All photos taken here
There are more species of possums and gliders in this area than anywhere else in Australia or the world.
We have rainforest specialists as well as species that mainly feed on eucalyptus leaves.
Common Brushtail Possums here interbreed with Coppery Brushtails, which results in some bi-coloured individuals. As both species are not shy at all, you’ll be able to watch them ambling past the veranda in the early evening, on their way to check the bird feeder for left-over fruit. Lemuroid Ringtail Possums can often being seen feeding on the leaves of Turpentine trees. AND there are the Yellow-bellied Gliders, that make incisions into the bark of Red Mahogany trees, to feed on the resulting sap exudate. These feed trees also attract Feathertail Gliders, Krefft’s (Sugar) Gliders, the odd Striped Possum and a variety of birds and insects during the day. Yellow-bellied Gliders are very vocal creatures, and you can sometimes hear their characteristic calls when they are travelling through the forest. It is one of the weirdest calls you will ever hear!

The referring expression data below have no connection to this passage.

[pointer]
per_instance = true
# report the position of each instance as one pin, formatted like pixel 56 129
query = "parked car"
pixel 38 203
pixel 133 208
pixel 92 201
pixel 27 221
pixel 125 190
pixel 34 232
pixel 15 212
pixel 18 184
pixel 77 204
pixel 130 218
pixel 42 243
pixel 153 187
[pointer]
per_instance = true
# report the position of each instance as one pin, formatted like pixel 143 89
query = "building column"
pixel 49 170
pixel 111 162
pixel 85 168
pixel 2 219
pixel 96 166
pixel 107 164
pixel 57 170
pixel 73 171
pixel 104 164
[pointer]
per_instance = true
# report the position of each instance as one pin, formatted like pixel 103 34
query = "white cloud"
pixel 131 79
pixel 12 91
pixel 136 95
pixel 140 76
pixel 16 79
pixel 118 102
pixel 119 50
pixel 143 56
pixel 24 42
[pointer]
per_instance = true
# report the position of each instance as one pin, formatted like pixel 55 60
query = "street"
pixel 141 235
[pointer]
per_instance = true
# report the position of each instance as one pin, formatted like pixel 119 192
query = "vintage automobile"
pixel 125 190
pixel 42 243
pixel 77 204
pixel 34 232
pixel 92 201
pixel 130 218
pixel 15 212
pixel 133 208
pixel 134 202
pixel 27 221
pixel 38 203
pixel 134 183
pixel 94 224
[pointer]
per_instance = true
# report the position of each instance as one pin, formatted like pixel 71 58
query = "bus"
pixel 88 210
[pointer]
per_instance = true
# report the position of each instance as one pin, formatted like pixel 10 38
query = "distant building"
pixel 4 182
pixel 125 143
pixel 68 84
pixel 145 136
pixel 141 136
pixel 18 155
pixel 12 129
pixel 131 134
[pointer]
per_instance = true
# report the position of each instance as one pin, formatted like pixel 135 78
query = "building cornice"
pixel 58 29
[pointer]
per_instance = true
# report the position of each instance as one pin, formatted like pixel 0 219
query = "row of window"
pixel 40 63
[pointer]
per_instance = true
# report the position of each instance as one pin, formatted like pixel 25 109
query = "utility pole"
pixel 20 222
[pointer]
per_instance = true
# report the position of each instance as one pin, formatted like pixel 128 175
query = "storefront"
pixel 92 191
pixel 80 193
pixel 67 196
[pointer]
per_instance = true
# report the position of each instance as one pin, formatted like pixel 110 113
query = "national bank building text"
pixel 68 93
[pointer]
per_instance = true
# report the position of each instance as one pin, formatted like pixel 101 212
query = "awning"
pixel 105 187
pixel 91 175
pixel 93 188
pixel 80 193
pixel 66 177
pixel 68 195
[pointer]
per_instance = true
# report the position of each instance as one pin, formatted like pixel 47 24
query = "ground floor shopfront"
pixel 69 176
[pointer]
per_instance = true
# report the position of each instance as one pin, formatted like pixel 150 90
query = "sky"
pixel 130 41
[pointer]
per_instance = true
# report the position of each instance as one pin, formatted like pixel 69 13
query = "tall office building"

On the ground you may see Red-legged Pademelons, Swamp Wallabies AND a loud crashing thump lets you know that a Lumholtz’s Tree-kangaroo saw you first and jumped out of a tree. Rufous Bettongs live in the drier part of our forest.
Our little creek runs for most of the year, and you might spot a platypus or a similar-sized water rat (which is a very attractive-looking rodent).
At night very industrious bandicoots are poking their noses into the mulch layer and leaving cone-shaped holes behind, in their search for beetle larvae and other tasty morsels. Some are even bold enough to forage in the early afternoon in broad daylight.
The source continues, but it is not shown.